The Council on Foreign Relations (CFR) also was suggested In January, China manipulated its demographic statistics to maintain its vision of unstoppable economic growth, relying on “the shaky statistical assumption that birthrates will ‘recover’ in coming decades.” announced.
“Such trends have not been observed anywhere in East Asia at all in the past few decades. In fact, fertility rates are moving in quite the opposite direction,” CFR said of China’s optimistic projections for 2025 and beyond. Ta.
A frequently cited factor in Asia’s population decline is a shared strong cultural prejudice against single parenthood, which is often reflected in childcare policies that are more permissive for married couples. Because of this, young, career-oriented Asian women tend to be even more nervous about raising children alone than their Western counterparts, and so, consistent with the decline in marriage numbers, they are falling even more rapidly than in the United States and Europe. There is a sharp decline in the birth rate.

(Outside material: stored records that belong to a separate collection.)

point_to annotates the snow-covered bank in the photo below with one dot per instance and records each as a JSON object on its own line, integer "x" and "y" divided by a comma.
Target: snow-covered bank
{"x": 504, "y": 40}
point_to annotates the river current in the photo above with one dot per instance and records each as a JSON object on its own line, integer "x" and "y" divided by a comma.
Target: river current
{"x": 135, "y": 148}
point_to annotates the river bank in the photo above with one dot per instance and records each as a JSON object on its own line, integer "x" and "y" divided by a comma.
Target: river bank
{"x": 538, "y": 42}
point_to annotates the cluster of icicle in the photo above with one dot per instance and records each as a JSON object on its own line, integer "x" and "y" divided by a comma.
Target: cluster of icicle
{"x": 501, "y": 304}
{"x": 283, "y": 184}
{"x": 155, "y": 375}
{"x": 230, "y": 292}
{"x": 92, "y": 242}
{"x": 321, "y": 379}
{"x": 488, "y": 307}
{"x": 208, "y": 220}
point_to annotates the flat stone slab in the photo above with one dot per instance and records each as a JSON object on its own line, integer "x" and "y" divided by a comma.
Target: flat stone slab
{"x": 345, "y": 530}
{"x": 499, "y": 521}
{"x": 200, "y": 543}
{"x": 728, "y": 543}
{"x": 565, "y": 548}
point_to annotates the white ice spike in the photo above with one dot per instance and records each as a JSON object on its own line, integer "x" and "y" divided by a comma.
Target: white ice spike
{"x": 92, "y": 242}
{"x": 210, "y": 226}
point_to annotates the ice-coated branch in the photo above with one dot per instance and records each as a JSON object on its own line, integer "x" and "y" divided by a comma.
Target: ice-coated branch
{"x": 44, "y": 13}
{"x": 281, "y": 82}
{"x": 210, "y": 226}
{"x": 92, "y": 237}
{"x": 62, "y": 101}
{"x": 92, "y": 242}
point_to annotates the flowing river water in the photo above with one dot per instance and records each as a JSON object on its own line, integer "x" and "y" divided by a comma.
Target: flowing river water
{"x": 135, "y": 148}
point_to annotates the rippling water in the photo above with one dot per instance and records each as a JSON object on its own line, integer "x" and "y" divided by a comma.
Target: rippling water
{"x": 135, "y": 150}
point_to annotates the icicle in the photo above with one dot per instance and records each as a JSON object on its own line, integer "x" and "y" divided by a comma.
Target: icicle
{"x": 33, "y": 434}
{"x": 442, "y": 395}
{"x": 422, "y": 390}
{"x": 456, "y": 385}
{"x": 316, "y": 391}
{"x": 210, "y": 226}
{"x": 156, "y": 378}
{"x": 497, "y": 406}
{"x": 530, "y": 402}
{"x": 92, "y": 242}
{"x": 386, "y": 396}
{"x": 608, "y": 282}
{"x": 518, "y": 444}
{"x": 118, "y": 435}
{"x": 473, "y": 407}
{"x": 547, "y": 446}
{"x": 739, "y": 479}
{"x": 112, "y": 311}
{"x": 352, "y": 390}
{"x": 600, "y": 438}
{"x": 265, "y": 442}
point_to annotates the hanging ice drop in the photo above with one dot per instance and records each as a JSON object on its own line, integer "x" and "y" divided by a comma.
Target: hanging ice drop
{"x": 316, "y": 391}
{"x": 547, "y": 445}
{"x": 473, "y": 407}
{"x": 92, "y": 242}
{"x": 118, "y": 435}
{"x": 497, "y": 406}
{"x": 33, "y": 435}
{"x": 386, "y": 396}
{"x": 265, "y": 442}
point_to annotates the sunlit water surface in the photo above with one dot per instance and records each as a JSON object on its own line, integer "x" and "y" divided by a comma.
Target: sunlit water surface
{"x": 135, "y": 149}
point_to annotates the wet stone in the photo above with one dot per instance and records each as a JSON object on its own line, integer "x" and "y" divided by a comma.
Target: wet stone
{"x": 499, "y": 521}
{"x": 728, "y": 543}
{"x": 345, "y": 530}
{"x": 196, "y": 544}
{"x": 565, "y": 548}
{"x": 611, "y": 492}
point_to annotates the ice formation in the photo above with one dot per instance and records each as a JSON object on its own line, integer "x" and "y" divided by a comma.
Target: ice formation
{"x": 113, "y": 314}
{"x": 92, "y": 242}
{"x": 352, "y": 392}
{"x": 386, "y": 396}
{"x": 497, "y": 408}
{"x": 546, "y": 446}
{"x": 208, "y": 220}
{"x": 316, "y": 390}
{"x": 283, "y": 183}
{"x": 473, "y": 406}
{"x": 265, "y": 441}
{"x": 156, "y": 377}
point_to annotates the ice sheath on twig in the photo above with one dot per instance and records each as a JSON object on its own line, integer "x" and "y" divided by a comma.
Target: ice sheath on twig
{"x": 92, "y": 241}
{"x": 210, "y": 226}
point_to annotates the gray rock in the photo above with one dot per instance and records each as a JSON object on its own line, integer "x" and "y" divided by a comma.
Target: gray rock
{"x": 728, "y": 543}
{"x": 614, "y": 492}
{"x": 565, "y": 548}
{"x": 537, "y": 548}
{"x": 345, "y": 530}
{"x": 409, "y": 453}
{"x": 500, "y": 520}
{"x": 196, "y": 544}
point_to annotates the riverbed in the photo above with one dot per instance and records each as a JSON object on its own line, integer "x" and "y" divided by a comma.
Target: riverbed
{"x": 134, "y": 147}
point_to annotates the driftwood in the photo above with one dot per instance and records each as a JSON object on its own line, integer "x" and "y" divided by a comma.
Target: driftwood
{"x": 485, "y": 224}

Mr Xiong referred to this element of population decline when he proposed providing adequate awareness and policy support for single-parent families. His other proposals are primarily aimed at allaying the fears of mothers of young women who fear that marriage and family will make them much more expensive to hire than men and undermine their career prospects. It was something I did.
of wall street journal (WSJ) report Announced that China’s population will decline in January accelerated In 2023, despite large-scale national and local policy developments aimed at increasing birth rates. The net loss of 2.08 million people in 2024 was more than double the loss in 2022, and fewer babies were born in 2023 than in 2023. half The number of births in 2016, the first year after China’s horrific “one child” population control policy was lifted.
of WSJ He cited economic uncertainty as one of the reasons why young people in China are reluctant to get married and have children. Net population declines may also be affected by the mortality rate from the Wuhan coronavirus pandemic, which is much higher than the Chinese government admits.
Citing data from the Development Research Center of the State Council of China, WSJ I got it:
China’s population is aging much earlier in its economic development than other major economies. China’s gross domestic product per capita in 2022, when the population first began to decline, was about $12,000, just over a third of Japan’s level when the population first started declining.
One policy measure that Chinese authorities have struggled to muster up the courage to implement is raising the retirement age in order to bring more older and experienced workers back into the dwindling workforce. is.
Japan used this technique to avoid the economic impact of population decline, but China has been reluctant to follow suit, even though the regime’s top advisers have publicly stated: Admitted Postponing retirement is a growing trend worldwide. China currently has one of the lowest retirement ages in the world: 60 for men, 55 for female office workers, and 50 for female blue-collar workers.